Friday, August 31, 2012

University professor arrested after polite grafitti is found on cars

A university professor has been arrested following a graffiti spree in which a surprisingly polite selection of words was scratched on to luxury cars in his neighbourhood. Rather than the usual swearwords, tags or rude pictures, residents of an affluent suburb of Newcastle found the words “really wrong,” “arbitrary” and “very silly” etched on to their vehicles with a screwdriver. But the damage was no less costly than if the words had been more offensive, totalling £20,000 across the 24 cars targeted by the culprit.

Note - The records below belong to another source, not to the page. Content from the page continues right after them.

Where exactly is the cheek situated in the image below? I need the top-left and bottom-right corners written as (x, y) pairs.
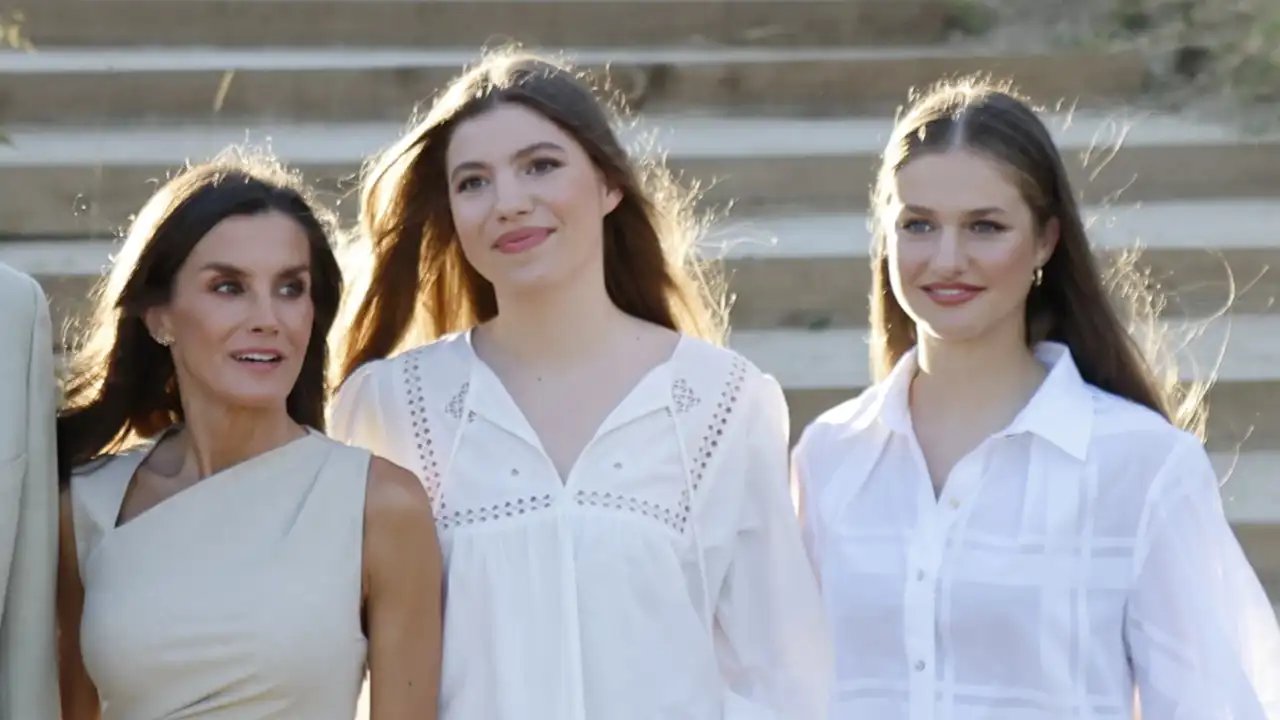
top-left (888, 236), bottom-right (932, 287)
top-left (280, 297), bottom-right (316, 347)
top-left (449, 193), bottom-right (489, 263)
top-left (169, 293), bottom-right (241, 351)
top-left (973, 238), bottom-right (1036, 288)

Professor Stephen Graham, of Newcastle University’s School of Architecture, Planning and Landscape, was reportedly arrested and questioned by police after the incident in Northumberland Gardens, Jesmond, on Monday. The academic, who was held on suspicion of causing criminal damage, lives in the street next to Northumberland Gardens. The cars targeted included a Mercedes SLK, BMW 520, a BMW X5 and a Land Rover. The vandalism came to light when a resident spotted a man in black shorts and a black jacket crouching down beside a car.


Photo montage from here.

One resident of Northumberland Gardens, who did not want to be named, said: “We wondered if it had anything to do with planning rows. There is an issue over restricted parking on nearby streets, so people have been bringing cars over to park around here.” Mary Barrett, a retired psychologist who lives in nearby Ripon Gardens, found her silver Mercedes E270 had had the word “arbitrary” scratched into the paintwork in six-inch high capitals. She said: “I felt sick when I saw it, I was close to tears. You work your whole life and you think you will treat yourself to something nice and then something like this happens. I'd only had the car for two months.”

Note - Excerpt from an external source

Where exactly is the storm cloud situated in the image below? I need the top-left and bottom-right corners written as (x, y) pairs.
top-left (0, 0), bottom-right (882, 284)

Northumbria Police said in a statement: “A man has been arrested after cars were damaged in Jesmond. At 1.15am on Monday August 27, a report was received that a man was damaging cars in Northumberland Gardens, Jesmond. Officers attended and found 24 cars had sustained damage in the area. Further enquiries revealed that the vehicles were damaged by a screwdriver which had been used to etch words into the bodywork. A 47 year-old man was arrested for criminal damage and bailed pending further enquires.”